Die Kunstsammlung Nordrhein-Westfalen setzt 2026 unter der Direktion von Susanne Gaensheimer auf ein Programm, das wissenschaftliche Tiefe mit radikaler Offenheit verbindet. Von den visionären Tierdarstellungen Franz Marcs bis hin zu raumgreifenden KI-Installationen im K21 – das Museum präsentiert sich als lebendiger Ort für eine neue Generation.
Das kommende Jahr steht im Zeichen der Inklusion und der Erforschung technischer wie gesellschaftlicher Umbrüche. Während das K20 im Frühjahr zur begehbaren Installation für Familien wird, verwandelt sich das K21 in ein Trainingsgelände für Mensch-Maschine-Kollaborationen.
K20 am Grabbeplatz: Abstraktion und Interaktion
Das Stammhaus der Sammlung widmet sich 2026 den Pionieren der Moderne und schafft gleichzeitig Raum für die Kleinsten.
Highlights im K20:
- Queere Moderne (bis 15.02.2026): Den Auftakt bildet das Ende dieser europaweit ersten Schau, die mit 130 Werken die Rolle queerer Künstler*innen in der ersten Hälfte des 20. Jahrhunderts neu bewertet.
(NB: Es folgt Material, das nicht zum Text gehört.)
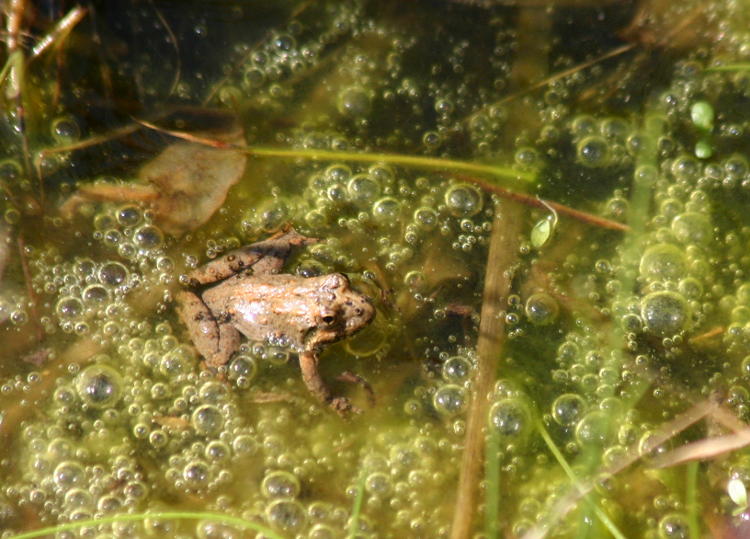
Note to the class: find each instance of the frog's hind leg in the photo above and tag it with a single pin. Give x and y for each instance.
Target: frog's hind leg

- Anne Truitt – Pionierin der Minimal Art (28.03. – 02.08.2026): Erstmals in Europa präsentiert das Museum das Lebenswerk der US-Amerikanerin, die den Minimalismus mit ihren farbgewaltigen Stelen revolutionierte.
- Playground (ab 25.04.2026): Für ein ganzes Jahr verwandelt sich die große Halle in einen künstlerisch gestalteten Spielplatz der Künstler Sonia Kazovsky und Oded Rimon. Ein radikaler Schritt, um das Museum als „Ort für alle“ zu etablieren.
- Franz Marc (12.09.2026 – 24.01.2027): Die erste große Einzelschau seit über 20 Jahren zeigt den Weg des Mitbegründers des „Blauen Reiter“ von der Naturverbundenheit hin zur kubistischen Abstraktion.
K21 im Ständehaus: Gegenwartskunst und KI
Im K21 liegt der Fokus 2026 auf den Auswirkungen von Künstlicher Intelligenz und der Gestaltung unserer Lebensräume.
Highlights im K21:
- Grund und Boden (bis 19.04.2026): Eine Gruppenausstellung mit 34 Positionen (u.a. Beuys, Gursky), die ausgehend von der Parlamentshistorie des Hauses über Ressourcen und Gemeineigentum debattiert.
- Jon Rafman (30.05. – 27.09.2026): Der Wegbereiter der Internet-Ästhetik zeigt seine neuesten KI-Experimente und beleuchtet die Bildsprache digitaler Netze kritisch und euphorisch zugleich.
- Holly Herndon & Mat Dryhurst: Starmirror (26.06. – 11.10.2026): Eine immersive Klanginstallation, bei der Besucher Teil eines Datensatzes für einen „KI-Chor“ werden – basierend auf den mittelalterlichen Gesängen der Hildegard von Bingen.
- Thomas Schütte (14.11.2026 – 18.04.2027): Der international renommierte Künstler aus dem Rheinland bespielt das gesamte K21 mit seinen Architekturmodellen und Skulpturen – ein Heimspiel der Extraklasse.